In recent years, real-world data (RWD) and real-world evidence (RWE) have been gaining traction across life sciences research and development (R&D) and healthcare. This traction makes sense and is a good thing for all of us. RWE is where we identify significant breakthroughs in care, backed up by real-world [patient] data (RWD) versus reliance only upon findings from controlled environments such as clinical trials. The increased focus on RWD and RWE signifies a shift in how the life sciences and medical communities use data to make informed decisions to improve patient outcomes and experiences. The challenge lies in unlocking the value of RWD/RWE while preserving data privacy and complying with security regulations.

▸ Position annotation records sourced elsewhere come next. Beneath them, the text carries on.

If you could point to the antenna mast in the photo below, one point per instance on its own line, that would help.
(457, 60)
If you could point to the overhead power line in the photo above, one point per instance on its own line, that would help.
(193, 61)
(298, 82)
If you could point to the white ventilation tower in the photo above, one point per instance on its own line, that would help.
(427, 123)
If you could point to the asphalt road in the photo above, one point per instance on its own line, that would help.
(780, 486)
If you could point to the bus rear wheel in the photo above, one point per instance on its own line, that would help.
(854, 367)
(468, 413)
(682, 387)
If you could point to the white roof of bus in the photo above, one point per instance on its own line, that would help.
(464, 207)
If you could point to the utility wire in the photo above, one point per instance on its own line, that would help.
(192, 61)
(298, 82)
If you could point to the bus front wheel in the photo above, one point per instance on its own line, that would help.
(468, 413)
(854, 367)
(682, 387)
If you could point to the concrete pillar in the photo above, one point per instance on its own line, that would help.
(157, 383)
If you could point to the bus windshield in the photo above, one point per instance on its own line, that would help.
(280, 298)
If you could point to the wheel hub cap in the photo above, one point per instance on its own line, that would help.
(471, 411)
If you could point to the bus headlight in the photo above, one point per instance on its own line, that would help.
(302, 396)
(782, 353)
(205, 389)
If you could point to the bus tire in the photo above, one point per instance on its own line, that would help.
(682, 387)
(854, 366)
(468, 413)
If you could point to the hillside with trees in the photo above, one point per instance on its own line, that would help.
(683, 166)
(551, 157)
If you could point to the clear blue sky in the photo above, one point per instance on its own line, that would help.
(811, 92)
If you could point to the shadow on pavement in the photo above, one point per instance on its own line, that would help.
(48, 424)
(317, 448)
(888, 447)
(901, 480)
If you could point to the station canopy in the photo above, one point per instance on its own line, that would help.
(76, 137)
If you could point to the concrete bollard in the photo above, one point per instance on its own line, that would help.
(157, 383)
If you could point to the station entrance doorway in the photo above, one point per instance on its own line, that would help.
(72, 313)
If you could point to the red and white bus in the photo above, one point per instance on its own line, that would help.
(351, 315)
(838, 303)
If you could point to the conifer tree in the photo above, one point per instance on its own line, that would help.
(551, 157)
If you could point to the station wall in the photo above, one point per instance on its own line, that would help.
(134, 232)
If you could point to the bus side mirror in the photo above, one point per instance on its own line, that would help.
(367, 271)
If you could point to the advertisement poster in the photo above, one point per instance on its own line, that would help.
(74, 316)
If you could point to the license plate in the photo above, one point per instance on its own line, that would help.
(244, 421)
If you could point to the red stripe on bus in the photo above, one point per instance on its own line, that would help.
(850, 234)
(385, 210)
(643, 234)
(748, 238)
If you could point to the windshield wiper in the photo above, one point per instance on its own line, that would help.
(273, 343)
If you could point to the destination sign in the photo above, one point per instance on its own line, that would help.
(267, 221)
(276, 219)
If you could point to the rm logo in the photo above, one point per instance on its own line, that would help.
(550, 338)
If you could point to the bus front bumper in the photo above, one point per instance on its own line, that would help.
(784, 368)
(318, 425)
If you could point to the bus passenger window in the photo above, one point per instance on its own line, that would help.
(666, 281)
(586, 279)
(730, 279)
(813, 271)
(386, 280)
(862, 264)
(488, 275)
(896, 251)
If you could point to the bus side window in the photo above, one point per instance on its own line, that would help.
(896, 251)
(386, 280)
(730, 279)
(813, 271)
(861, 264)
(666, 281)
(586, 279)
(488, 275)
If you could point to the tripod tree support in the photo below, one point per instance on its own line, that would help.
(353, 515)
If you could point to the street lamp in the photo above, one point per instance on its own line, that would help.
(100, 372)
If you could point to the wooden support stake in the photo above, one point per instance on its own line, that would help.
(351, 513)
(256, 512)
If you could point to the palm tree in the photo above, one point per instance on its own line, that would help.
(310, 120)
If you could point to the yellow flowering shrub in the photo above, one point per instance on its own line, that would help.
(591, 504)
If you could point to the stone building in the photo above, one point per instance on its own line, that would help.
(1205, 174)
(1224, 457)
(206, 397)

In this post, we will look at RWD/RWE through the lens of healthcare and life sciences use cases and their value potential. Stay tuned for a follow-up article in which we will discuss how Globant and Duality Technologies team up to disrupt the status quo and support clients with RWE solutions that streamline the use and maximize the value of RWD.
RWD/RWE in R&D – Medical Breakthroughs
Real-world data (RWD) refers to data – routinely collected from various sources outside of traditional clinical trials – that describes patient health status and the delivery of healthcare. Example sources of RWD include electronic health records (EHRs) used and owned by care providers, claims and billing activities, prescription data, data from wearables, and data collected via patient surveys or other patient-generated methods. Unlike data collected during randomized controlled trials (RCT), RWD reflects real-life scenarios, encompassing a broader demographic of patients and environments, making it inherently more diverse and robust than RCT data. Real-world evidence (RWE) refers to the evidence derived from the analysis of RWD. RWE can offer different – and more representative – insights into a product’s (drug or medical device) effectiveness, side effects, usage comparisons, and more.
Example areas in life sciences R&D where RWD/RWE have had a transformative impact include drug discovery, optimization of study design, patient identification and recruitment in clinical trials, and evidence generation for regulatory approval.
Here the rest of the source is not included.